The Federal Court of Australia today ordered Westpac Banking Corporation (Westpac) pay a pecuniary penalty of $3.3 million for contravening s12CC of the Australian Securities and Investments Commission Act 2001 (Cth) (ASIC Act) through its involvement in setting BBSW in 2010.
In reasons for making the pecuniary penalty order, Justice Beach noted the legislative constraint he had in imposing the order,
‘If I had been permitted to do so I would have imposed a penalty of at least one order of magnitude above $3.3 million in order to discharge [the objectives of specific and general deterrence]. But I am not free do so.‘
Justice Beach concluded in his reasons,
‘Westpac’s misconduct was serious and unacceptable…Westpac has not shown the contrition of the other banks. Moreover, imposing the maximum penalty is the only step available to me to achieve specific and general deterrence. The message that should be sent is that if you manipulate or attempt to manipulate key benchmark rates you are likely to have the maximum penalty imposed, whatever that is from time to time.‘
The Court also ordered that an independent expert agreed between ASIC and Westpac be appointed to review whether Westpac’s current systems, policies and procedures are appropriate, and to report back to ASIC within 9 months.
It was also ordered that Westpac pay ASIC’s costs of and incidental to the penalty hearing as agreed and assessed.
Today’s court orders follow Justice Beach’s judgment, delivered on 24 May 2018, which found that Westpac on 4 dates in 2010 traded with a dominant purpose of influencing yields of traded Prime Bank Bills and where BBSW set in a way that was favourable to its rate set exposure. His Honour held that this was unconscionable conduct in contravention of s12CC of the ASIC Act.
His Honour also found in his 24 May 2018 judgment that Westpac had inadequate procedures and training and contravened its financial services licensee obligations under s912A(1)(a), (c), (ca) and (f) of the Corporations Act 2001 (Cth).
ASIC Commissioner Cathie Armour welcomed today’s decision and noted that ‘ASIC brought this litigation to hold the major banks to account for their unacceptable conduct, and to test the scope of the law in combating benchmark manipulation. ASIC actions have led to these successful court outcomes, and also contributed to new benchmark manipulation offences being enacted by Parliament, and the calculation method and administration of the BBSW being radically overhauled.’
On 5 April 2016 ASIC commenced civil penalty proceedings in the Federal Court against Westpac, alleging in the period between 6 April 2010 and 6 June 2012 (inclusive) it traded in a manner that was unconscionable and created an artificial price and a false appearance with respect to the market for certain financial products that were priced or valued off BBSW.
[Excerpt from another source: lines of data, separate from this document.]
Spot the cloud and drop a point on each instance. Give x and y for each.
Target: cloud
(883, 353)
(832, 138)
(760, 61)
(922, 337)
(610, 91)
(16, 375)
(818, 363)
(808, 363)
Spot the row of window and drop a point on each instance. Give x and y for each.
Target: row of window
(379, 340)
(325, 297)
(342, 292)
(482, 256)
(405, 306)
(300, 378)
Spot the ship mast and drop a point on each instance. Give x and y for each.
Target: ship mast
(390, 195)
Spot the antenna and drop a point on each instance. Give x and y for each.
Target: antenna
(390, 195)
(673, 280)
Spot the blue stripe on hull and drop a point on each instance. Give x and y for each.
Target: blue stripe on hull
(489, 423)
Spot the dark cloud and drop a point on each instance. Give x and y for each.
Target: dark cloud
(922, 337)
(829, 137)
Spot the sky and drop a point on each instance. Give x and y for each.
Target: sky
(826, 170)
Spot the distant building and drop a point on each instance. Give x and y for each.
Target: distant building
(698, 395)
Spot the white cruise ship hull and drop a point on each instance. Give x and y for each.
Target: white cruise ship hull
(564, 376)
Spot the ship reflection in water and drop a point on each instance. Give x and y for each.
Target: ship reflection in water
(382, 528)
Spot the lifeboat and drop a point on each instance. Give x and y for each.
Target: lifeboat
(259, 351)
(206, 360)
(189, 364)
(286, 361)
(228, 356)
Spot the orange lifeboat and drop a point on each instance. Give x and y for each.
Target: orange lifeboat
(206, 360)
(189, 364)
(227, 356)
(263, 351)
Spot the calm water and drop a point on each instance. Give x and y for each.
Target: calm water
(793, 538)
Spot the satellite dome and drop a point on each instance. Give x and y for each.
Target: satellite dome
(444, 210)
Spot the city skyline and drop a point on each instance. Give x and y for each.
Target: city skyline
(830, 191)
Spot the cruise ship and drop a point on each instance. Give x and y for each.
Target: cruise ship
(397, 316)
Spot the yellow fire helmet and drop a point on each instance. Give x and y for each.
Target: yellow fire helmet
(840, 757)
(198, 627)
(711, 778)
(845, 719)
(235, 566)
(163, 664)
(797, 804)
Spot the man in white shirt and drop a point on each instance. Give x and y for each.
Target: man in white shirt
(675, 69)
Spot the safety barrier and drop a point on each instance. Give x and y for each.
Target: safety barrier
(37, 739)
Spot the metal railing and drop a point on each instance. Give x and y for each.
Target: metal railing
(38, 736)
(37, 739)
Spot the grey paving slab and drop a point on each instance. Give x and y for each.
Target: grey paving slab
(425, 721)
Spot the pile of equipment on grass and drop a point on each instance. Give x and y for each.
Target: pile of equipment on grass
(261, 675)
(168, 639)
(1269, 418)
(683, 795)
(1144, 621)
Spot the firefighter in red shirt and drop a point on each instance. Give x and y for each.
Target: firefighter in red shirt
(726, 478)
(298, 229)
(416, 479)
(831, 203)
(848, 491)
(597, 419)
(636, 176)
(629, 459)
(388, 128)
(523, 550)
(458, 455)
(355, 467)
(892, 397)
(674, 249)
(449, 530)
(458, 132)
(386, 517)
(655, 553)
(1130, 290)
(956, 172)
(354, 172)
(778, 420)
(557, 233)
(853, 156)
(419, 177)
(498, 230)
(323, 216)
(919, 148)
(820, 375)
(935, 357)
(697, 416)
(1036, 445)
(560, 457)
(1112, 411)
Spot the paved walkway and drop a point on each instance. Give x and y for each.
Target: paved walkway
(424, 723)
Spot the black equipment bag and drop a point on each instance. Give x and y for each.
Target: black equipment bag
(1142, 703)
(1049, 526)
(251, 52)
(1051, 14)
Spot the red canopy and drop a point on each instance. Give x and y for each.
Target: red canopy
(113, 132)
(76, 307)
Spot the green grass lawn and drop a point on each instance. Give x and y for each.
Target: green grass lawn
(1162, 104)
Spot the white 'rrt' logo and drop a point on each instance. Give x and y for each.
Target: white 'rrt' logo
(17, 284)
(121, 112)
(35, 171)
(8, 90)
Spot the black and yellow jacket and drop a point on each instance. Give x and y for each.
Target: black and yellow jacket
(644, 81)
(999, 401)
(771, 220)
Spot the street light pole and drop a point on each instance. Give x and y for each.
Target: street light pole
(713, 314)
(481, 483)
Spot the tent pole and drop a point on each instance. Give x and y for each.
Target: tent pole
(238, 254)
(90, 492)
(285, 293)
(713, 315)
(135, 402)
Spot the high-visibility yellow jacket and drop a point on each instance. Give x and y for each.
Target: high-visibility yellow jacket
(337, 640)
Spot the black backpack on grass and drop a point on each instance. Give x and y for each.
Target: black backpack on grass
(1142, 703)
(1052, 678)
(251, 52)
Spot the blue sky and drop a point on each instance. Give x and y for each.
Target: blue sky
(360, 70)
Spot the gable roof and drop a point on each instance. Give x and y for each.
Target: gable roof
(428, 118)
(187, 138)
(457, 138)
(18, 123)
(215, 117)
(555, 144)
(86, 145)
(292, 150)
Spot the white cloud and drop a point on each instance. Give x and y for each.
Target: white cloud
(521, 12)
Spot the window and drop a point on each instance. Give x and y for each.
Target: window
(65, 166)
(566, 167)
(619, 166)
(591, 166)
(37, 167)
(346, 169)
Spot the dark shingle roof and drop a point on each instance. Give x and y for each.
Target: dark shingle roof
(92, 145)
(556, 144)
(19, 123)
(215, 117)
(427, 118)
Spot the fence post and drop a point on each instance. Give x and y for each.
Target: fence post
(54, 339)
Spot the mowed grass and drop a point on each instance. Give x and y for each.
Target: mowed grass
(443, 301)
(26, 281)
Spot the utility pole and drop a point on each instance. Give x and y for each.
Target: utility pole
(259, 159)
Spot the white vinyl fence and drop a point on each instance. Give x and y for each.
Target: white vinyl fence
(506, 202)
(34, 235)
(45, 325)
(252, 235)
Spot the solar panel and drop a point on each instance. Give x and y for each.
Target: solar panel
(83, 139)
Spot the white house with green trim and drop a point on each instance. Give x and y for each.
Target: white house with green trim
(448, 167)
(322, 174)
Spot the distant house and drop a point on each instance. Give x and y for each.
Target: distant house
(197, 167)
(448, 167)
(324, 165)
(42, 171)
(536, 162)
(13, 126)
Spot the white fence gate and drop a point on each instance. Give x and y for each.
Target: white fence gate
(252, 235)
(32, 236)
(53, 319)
This mirrored proceedings brought in the Federal Court against the Australia and New Zealand Banking Group (ANZ) on 4 March 2016 (refer: 16-060MR), against National Australia Bank (NAB) on 7 June 2016 (refer: 16-183MR) and Commonwealth Bank of Australia (CBA) on 30 January 2018 (refer:18-024MR).
On 10 November 2017, the Federal Court made declarations that each of ANZ and NAB had attempted to engage in unconscionable conduct in attempting to seek to change where the BBSW set on certain dates and that each bank failed to do all things necessary to ensure that they provided financial services honestly and fairly. The Federal Court imposed pecuniary penalties of $10 million on each bank.
On 20 November 2017, ASIC accepted enforceable undertakings from ANZ and NAB which provides for both banks to take certain steps and to pay $20 million to be applied to the benefit of the community, and that each will pay $20 million towards ASIC’s investigation and other costs (refer: 17-393MR).
On 21 June 2018, the Federal Court in Melbourne imposed pecuniary penalties totalling $5 million on CBA for attempting to engage in unconscionable conduct in relation to BBSW. CBA admitted to attempting to seek to change where BBSW set on five occasions in the period 31 January 2012 to 15 June 2012.
On 11 July 2018 ASIC accepted a court enforceable undertaking to address its BBSW conduct which provides for CBA will pay $15 million to be applied to the benefit of the community and $5 million towards ASIC’s investigation and legal costs (refer: 18-210MR).
In July 2015, ASIC published Report 440, which addresses the potential manipulation of financial benchmarks and related conduct issues.
The Government has recently introduced legislation to implement financial benchmark regulatory reform and ASIC has consulted on proposed financial benchmark rules.
On 21 May 2018, the new BBSW methodology commenced (refer: 18-144MR). The new BBSW methodology calculates the benchmark directly from market transactions during a longer rate-set window and involves a larger number of participants. This means that the benchmark is anchored to real transactions at traded prices.